Since all project artifacts (including generated files) are persisted in CDSW you can keep them locally. Simply put the
libs folder and its content to the ignore list of your repository settings and build the uber-JAR after initial checkout.
Finally, one has to create or modify the file
spark-defaults.conf in the project’s root folder. We set all additional JARs via the variable
spark.jars as shown in Listing 2.
Listing 2: Example of spark-defaults.conf file with custom JAR locations.
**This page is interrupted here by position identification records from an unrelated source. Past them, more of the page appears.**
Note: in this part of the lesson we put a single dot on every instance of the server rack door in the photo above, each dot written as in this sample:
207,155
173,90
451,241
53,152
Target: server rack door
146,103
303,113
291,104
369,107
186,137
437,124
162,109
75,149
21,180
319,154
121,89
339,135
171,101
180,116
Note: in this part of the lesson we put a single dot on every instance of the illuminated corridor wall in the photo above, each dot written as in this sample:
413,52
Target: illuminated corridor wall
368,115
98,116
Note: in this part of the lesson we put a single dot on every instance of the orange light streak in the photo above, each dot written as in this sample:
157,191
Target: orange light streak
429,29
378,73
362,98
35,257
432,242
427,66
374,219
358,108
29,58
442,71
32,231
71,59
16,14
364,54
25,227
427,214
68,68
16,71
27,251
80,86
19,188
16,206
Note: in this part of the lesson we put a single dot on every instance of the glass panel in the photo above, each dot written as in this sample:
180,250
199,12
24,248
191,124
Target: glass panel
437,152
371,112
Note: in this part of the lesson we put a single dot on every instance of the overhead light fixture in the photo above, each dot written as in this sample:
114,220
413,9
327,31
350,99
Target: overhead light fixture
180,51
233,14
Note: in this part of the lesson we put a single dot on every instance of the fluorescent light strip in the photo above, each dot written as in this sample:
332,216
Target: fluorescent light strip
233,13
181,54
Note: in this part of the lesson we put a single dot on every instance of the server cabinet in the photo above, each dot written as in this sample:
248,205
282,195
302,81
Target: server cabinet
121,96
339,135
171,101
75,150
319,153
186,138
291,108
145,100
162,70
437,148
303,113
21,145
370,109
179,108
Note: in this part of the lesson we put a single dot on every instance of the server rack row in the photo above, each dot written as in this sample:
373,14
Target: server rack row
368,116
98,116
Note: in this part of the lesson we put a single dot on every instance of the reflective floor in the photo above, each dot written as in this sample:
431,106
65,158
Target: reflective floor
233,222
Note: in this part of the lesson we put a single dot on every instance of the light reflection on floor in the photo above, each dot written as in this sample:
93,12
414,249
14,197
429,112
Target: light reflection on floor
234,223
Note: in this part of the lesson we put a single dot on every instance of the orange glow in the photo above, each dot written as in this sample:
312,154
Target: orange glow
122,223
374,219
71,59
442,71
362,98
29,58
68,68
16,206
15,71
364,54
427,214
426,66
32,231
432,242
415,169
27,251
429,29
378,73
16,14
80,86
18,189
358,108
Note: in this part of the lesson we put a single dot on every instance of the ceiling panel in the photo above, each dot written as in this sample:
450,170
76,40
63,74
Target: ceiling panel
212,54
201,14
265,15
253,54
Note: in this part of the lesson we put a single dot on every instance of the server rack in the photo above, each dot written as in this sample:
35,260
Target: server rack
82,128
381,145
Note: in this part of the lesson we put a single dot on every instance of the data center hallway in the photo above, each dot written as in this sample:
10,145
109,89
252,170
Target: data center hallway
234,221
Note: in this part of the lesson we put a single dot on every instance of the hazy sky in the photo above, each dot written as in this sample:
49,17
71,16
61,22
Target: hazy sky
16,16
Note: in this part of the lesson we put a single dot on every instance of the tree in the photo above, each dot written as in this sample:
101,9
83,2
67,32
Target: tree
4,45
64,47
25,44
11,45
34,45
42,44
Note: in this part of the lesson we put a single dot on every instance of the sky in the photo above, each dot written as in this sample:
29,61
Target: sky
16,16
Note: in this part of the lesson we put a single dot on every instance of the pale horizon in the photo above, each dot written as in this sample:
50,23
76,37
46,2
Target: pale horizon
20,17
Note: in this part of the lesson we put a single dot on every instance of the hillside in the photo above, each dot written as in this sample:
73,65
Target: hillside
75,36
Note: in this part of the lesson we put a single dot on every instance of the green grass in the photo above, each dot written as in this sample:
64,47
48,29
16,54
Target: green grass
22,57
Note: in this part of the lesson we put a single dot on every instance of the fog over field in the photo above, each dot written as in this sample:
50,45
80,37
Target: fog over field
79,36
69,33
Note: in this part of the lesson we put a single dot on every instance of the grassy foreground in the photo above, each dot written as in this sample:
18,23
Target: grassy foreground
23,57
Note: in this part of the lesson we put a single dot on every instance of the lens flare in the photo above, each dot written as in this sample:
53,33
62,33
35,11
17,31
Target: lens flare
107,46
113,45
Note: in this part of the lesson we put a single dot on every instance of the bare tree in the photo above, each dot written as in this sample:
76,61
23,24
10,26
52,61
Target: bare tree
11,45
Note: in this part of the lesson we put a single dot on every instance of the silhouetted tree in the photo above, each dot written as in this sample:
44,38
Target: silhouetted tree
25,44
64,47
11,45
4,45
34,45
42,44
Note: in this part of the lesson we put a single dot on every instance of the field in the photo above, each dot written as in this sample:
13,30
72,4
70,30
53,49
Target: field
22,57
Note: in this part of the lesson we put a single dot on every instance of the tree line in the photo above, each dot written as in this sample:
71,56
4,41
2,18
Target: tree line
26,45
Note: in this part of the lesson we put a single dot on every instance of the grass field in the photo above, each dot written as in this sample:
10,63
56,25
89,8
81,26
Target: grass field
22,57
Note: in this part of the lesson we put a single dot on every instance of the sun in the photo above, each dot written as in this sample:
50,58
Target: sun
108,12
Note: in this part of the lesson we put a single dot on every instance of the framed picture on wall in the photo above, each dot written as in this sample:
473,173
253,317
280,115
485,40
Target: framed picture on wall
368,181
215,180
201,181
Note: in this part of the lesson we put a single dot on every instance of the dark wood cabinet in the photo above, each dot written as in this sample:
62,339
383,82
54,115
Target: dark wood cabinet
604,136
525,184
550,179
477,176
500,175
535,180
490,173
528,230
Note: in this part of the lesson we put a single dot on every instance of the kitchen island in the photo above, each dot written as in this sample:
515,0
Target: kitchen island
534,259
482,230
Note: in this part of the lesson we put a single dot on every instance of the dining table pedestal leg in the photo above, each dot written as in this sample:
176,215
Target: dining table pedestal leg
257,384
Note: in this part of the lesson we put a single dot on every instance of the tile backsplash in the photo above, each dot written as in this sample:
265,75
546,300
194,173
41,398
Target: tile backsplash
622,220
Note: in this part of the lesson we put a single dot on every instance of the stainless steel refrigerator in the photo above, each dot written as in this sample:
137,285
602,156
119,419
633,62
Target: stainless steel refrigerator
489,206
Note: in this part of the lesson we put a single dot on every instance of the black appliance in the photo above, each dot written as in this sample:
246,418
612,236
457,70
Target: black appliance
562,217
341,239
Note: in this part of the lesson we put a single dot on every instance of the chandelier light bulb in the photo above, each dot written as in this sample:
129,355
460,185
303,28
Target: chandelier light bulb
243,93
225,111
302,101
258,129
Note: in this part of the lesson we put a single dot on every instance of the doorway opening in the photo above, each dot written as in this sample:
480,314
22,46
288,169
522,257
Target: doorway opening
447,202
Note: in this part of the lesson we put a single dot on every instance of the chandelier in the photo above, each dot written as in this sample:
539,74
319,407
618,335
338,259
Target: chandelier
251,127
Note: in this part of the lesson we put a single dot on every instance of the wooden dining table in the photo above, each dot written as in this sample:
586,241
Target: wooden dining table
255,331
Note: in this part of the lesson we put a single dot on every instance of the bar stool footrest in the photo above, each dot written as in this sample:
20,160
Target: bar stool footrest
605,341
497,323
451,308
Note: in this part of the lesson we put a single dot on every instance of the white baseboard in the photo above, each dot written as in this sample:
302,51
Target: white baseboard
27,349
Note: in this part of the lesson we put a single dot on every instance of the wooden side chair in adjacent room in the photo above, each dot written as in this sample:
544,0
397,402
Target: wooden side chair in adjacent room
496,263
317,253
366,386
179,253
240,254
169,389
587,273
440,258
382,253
By using a custom library (see the dashed blue arrow with label (1) in sketch 1) we are able to access the Cloudera Manager API in a Spark session started within CDSW.
Our second approach for image customization is also illustrated in sketch 1 – see the dashed orange arrow with label (2). A modification of the base image allows us to use Maven inside a CDSW session and to utilize the GPUs in our own Java / Scala programs using the JCuda library. To test this, you should create a Scala session with 1 GPU and execute the code as shown in Listing 3.
import jcurand.samples.JCurandSample val args = Array("15") JCurandSample.main( args )
Listing 3: A Cuda based random number generator in a Scala Spark session.
The Git project
https://github.com/kamir/cdsw-engine-custom-01 contains a Dockerfile which installs Cuda on the custom image. Please repeat the procedure as shown in this post but now on the branch:
You can also use the prebuild image which is shared on Docker Hub (see last item in Figure 3).
You have created and published a custom CDSW image via Docker Hub—or optionally in your own image repository. Furthermore, you managed a local build of a custom library—a time series collector using the Cloudera Manager API in this case—inside CDSW.
By using your favorite toolchain you can increase productivity in your personal data science and data analytics tasks simply by using CDSW your way!